Das verlorene Dorf by Kasper Stefanie

Das verlorene Dorf by Kasper Stefanie

Autor:Kasper, Stefanie [Kasper, Stefanie]
Die sprache: deu
Format: epub
Herausgeber: Goldmann
veröffentlicht: 2015-04-26T16:00:00+00:00


18

Lichterloh

Das hohe, schneidende Geräusch von Spitzpickeln auf eisigem Boden war tagelang im Dorf zu hören. Ein schauerlicher Klagegesang, der Rosalie noch in den Ohren schrillte, als Haberatshofen sich schließlich zur Beerdigung zusammenfand. Zuvor hatte Willem in der Kapelle einige Worte gesprochen, die erschreckend nichtssagend gewesen waren und deutlich gemacht hatten, wie wenig zugehörig die Verstorbene in Haberatshofen gewesen war.

Susabells Grab lag am Rand des Friedhofs und war eine schmale Grube, der gefrorenen Erde beschwerlich abgetrotzt und dennoch weder breit noch lang genug, um einen Körper in ganzer Länge aufzunehmen; was schnell ersichtlich wurde, als Kunz und Theodor versuchten, den in ein Tuch gehüllten Leichnam ins Grab zu betten.

»Es geht nicht.« Theodors Blick wanderte aus Gewohnheit zu seiner Frau Judith, die ihrerseits betroffen zu Willem schielte.

Der Alte räusperte sich. »Jemand muss das übernehmen.«

»Wir haben schon das Grab geschaufelt.« Jeremias und Endres schüttelten einvernehmlich die Köpfe.

»Ihr habt es zu klein ausgehoben«, giftete Rebekkas Schwester Heidegret. »Schon deshalb solltet ihr es tun.«

»Ich könnte es versuchen«, bot Sara ungewohnt kleinlaut an.

»Schon gut, Mädchen.« Ava, die mit einer Erkältung kämpfte (ihre Nase war rot und schälte sich), fällte die Entscheidung. »Helft mir hinunter in die Grube. Ich sehe euch an, wie es euch gruselt.« Sprach’s, ließ sich leise ächzend von Romar und Josef ins Grab heben und machte sich daran, die Glieder der Toten zu arrangieren.

Als sie fertig war – und Rosalie hätte nicht zu sagen vermocht, wie sie das bewerkstelligt hatte –, lag der Leichnam seitlich zusammengerollt im Grab.

Ava nickte. Endres und Jeremias fassten sie bei den Armen und halfen ihr herauf, da fing ihre Nase an zu bluten und hörte noch nicht wieder auf, als längst gefrorene Erdklumpen auf Susabells Leichnam hinabregneten.

Rosalie konnte nicht mehr hinsehen.

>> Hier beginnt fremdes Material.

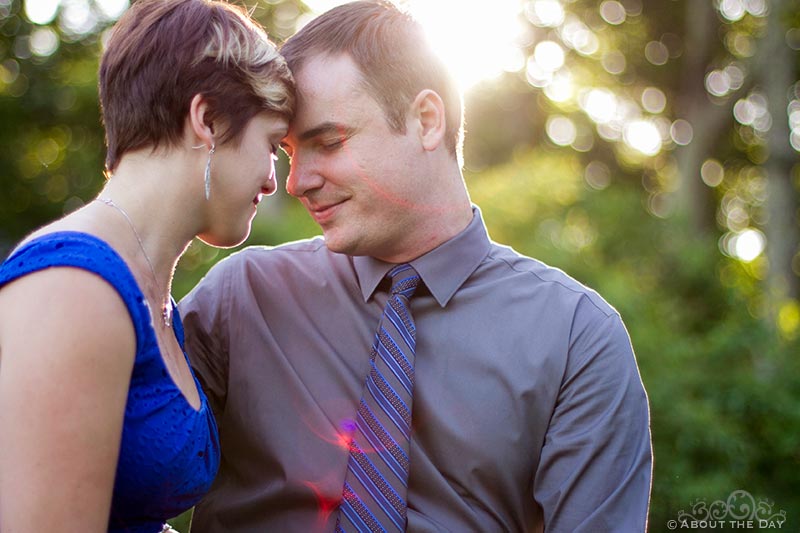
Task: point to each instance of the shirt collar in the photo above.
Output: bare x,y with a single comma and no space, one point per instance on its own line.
443,270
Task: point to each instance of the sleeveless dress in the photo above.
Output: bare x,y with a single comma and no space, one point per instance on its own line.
170,452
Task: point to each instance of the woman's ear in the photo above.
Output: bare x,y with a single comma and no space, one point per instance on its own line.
201,128
428,109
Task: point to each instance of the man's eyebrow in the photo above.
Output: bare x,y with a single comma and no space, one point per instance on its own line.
324,128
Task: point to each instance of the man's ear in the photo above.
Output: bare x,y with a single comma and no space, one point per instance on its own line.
428,109
201,128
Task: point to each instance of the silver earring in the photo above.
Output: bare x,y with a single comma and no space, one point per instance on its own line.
208,171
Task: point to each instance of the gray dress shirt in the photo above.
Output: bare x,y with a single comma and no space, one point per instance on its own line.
529,413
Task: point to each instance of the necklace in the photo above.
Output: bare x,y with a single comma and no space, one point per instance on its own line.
166,305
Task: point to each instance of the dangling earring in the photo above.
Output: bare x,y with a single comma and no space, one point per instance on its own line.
208,171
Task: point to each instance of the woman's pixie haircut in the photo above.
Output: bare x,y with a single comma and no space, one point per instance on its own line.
162,53
394,57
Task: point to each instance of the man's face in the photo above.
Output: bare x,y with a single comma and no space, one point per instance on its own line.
358,179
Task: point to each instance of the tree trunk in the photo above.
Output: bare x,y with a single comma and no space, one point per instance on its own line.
777,74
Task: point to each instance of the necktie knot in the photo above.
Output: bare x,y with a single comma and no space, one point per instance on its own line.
404,280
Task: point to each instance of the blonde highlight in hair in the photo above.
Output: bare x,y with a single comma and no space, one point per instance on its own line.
163,52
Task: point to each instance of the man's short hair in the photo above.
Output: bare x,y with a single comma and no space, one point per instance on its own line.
162,53
391,51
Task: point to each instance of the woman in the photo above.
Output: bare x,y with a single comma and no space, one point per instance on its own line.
102,423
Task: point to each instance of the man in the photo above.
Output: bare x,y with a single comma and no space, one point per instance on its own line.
500,395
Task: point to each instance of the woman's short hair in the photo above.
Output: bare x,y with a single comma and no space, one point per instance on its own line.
161,53
391,51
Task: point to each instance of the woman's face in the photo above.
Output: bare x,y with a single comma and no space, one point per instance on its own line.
241,174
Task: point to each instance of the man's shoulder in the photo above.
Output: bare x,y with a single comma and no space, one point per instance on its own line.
312,249
528,273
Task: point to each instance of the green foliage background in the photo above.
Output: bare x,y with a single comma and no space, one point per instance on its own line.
720,368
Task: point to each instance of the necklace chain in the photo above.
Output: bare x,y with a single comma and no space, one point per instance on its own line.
166,304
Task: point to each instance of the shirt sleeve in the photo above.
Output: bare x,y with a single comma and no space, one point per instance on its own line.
595,468
206,314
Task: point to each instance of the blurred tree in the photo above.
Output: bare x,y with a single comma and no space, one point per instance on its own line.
647,147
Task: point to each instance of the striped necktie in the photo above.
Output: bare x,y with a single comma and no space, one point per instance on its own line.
376,483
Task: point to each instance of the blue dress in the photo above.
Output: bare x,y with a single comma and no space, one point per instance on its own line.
169,452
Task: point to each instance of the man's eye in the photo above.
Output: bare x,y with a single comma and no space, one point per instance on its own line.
332,145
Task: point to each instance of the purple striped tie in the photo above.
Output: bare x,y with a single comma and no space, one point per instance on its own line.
376,484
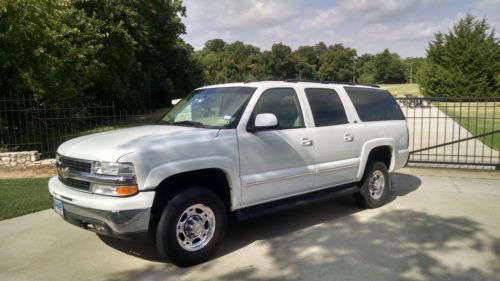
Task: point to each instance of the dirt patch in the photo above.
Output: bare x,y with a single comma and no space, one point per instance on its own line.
41,171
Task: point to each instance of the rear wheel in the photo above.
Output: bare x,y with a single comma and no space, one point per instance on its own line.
375,186
191,226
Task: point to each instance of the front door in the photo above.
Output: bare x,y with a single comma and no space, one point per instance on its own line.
276,163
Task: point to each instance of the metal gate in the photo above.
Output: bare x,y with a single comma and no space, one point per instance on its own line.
463,131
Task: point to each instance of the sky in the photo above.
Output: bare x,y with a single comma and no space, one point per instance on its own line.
369,26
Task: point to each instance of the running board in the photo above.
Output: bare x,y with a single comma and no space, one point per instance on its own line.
295,201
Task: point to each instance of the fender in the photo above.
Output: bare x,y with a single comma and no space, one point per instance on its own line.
367,148
159,173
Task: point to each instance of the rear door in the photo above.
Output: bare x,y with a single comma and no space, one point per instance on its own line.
276,163
336,144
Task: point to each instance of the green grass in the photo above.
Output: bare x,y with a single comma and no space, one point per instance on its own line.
475,117
23,196
399,90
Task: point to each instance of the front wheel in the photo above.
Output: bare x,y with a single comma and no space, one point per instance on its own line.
375,186
191,226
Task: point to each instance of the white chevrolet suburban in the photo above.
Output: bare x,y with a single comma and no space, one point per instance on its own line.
244,149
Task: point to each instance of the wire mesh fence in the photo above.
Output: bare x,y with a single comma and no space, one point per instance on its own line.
27,125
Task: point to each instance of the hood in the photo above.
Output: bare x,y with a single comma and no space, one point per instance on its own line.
110,146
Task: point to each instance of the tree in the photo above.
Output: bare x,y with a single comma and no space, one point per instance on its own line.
388,68
279,62
337,63
129,52
463,62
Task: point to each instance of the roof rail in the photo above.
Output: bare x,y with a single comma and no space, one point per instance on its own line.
331,82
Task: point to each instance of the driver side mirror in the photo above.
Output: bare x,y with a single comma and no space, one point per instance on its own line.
264,121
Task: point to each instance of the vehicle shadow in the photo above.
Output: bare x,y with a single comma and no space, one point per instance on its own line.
326,241
241,234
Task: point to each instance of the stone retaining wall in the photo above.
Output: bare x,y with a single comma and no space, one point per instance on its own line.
23,159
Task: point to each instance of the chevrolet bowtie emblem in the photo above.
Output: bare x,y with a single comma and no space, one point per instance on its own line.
64,172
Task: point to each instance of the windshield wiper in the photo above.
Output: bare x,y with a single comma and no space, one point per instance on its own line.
188,123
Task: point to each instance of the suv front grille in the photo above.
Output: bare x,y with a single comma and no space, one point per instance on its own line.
77,184
75,165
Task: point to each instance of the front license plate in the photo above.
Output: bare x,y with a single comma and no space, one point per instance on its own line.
58,207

Stattdessen blickte sie zu dem mutterlosen Neugeborenen hin, das eben auf Rebekkas Arm aufwachte und zu schreien begann. Der verwitwete Josef stand Seite an Seite mit seiner Cousine, bis der Erdhaufen neben der Grube verschwunden und der Boden an den Rändern des Grabes festgetreten war. Als wollte er hinter dem Säuglingsgeplärre nicht zurückstehen, hob der Wind an, eisig zu brausen. Ob Susabells Grab je einen Stein bekommen wird?, dachte Rosalie. Sie glaubte es nicht, denn auch Osannas letzte Ruhestätte war namenlos geblieben. Da die Kennzeichnung fehlte, wusste sie nicht einmal, wo genau es lag.

Robs begann zu weinen, und gleich weinte Monika mit ihm. Nach dem Begräbnis küsste Josef zuerst seine Cousine, dann das Neugeborene. Rosalie betrachtete die Szene irritiert. Es fühlte sich verkehrt an. Gleich darauf wurde sie im Inneren stocksteif, die Erkenntnis war erschütternd: Der Witwer sah aus wie ein Mann, der am Ziel seiner Wünsche angekommen war.

»Sie ist bei ihm eingezogen. Um der Kleinen willen.« Sara hakte sich auf dem kurzen Weg ins Dorf bei Rosalie unter, während Romar ihnen mit hängenden Schultern folgte. »Rebekka, meine ich. So wird das Kind eine Mutter haben.«

»Sie sprechen ja ohnehin schon von Rebekka als Dagmars Mutter«, sagte Rosalie leise. »Ich habe es heute zwei- oder dreimal gehört. Und wenn ich mir Josef ansehe, wirkt er alles andere als unglücklich.